Im just moaning (sorry)


----------



## novorapidboi26 (Jan 28, 2011)

My misses had similar, if not the same injection in her stomach, this was after a c section, to prevent clotting, they were taken for only 5 days, was yours a natural birth...?

60 days seems a long time.......is that diabetes related..?


----------



## PhoebeC (Jan 28, 2011)

novorapidboi26 said:


> My misses had similar, if not the same injection in her stomach, this was after a c section, to prevent clotting, they were taken for only 5 days, was yours a natural birth...?
> 
> 60 days seems a long time.......is that diabetes related..?



Yes it was natural.
I dont think its diabetes related. There where that many things going on with me when i was in its hard to know whats what.

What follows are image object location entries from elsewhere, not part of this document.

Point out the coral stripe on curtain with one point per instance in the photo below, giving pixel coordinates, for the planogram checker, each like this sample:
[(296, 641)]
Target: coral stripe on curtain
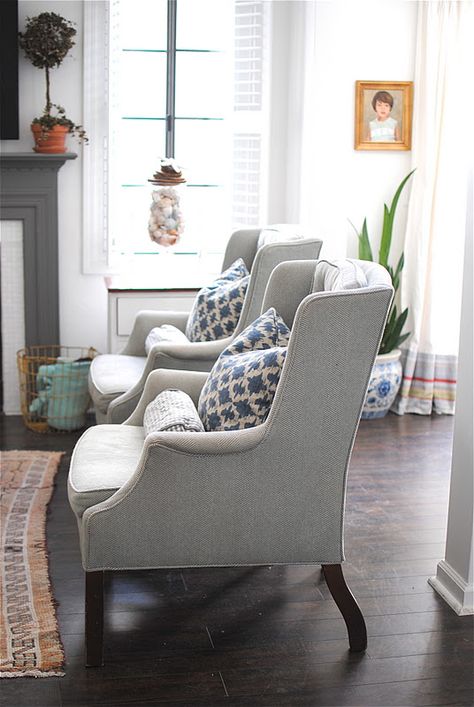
[(443, 120)]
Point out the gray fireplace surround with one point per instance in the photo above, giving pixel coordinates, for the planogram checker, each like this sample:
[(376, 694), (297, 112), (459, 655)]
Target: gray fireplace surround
[(29, 194)]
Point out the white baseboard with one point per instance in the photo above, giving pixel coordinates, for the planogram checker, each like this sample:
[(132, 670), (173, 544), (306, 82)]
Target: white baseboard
[(454, 589)]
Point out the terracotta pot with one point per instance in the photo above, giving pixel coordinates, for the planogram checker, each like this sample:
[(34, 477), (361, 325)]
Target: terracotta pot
[(384, 385), (49, 141)]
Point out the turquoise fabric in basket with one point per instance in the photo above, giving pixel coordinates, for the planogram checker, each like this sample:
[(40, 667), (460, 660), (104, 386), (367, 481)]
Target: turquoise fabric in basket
[(63, 396)]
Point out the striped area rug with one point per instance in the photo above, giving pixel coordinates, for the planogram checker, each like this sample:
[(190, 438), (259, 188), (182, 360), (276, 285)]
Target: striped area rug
[(30, 644)]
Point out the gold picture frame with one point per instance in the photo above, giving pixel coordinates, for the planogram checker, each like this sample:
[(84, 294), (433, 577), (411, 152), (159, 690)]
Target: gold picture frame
[(383, 115)]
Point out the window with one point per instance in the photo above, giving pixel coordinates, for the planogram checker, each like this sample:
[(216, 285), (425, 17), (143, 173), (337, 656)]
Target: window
[(183, 79)]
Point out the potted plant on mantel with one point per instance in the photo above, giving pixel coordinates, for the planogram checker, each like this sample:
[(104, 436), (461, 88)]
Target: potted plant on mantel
[(47, 39), (386, 376)]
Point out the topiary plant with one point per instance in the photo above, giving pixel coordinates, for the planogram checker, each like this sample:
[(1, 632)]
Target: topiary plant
[(47, 39)]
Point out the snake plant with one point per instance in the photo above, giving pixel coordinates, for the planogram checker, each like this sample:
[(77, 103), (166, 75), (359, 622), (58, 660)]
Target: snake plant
[(392, 336)]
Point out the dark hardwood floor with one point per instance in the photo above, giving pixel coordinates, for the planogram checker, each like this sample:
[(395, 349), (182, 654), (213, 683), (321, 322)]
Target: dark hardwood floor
[(273, 635)]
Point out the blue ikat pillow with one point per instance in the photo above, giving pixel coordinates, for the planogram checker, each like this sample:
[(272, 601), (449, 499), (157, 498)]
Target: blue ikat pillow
[(217, 308), (241, 386)]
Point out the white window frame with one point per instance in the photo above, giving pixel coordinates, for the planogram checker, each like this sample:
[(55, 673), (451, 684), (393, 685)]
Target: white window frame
[(98, 37)]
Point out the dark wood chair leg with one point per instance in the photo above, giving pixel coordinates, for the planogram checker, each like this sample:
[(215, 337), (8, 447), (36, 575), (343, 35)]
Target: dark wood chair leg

I have finshed the tablets for blood pressure today, and then need to take iron tablets for another 5 months. I didnt think i could be on more than i was but i am. Will be so glad when im only on insulin again.


----------



## alisonz (Jan 28, 2011)

Ask your doctor when you go for the next lot exactly what they are for. Its very frustrating being put on meds and not having the reasons clearly explained as to why you need to take them. On a more lighter note how is Jemima doing?


----------



## Freddie99 (Jan 28, 2011)

Clexane is an anticoagulant. It's standard to put new mothers onto an anticoagulant after birth for some reason. Can't recall why.


----------



## RachelT (Jan 28, 2011)

I'm not sure either, but we're giving to everybody who's been in hospital at the moment (well, it seems like we do...we're getting through mounds of the things), but i guess it's just that the doctors feel that having a baby has put a lot of stress on your blood vessels and don't want you to get clots. If you did suffer from pre-eclampsia that might also have something to do with it. I've never heard of people taking it in the leg before, we're told to tell patients to take it like you would insulin basically. I'm really not at all sure why your doctor is only giving you 10 days at a time (they do come in boxes of ten though) maybe he's concerned that if you have too much you might suffer from unwanted bleeding. There's a whole bunch of oral anti-colagulants though, from aspirin to warfarin, maybe you could ask your doc about those?

Rachel


----------



## PhoebeC (Jan 29, 2011)

All i know is its horrid stuff, burns like hell.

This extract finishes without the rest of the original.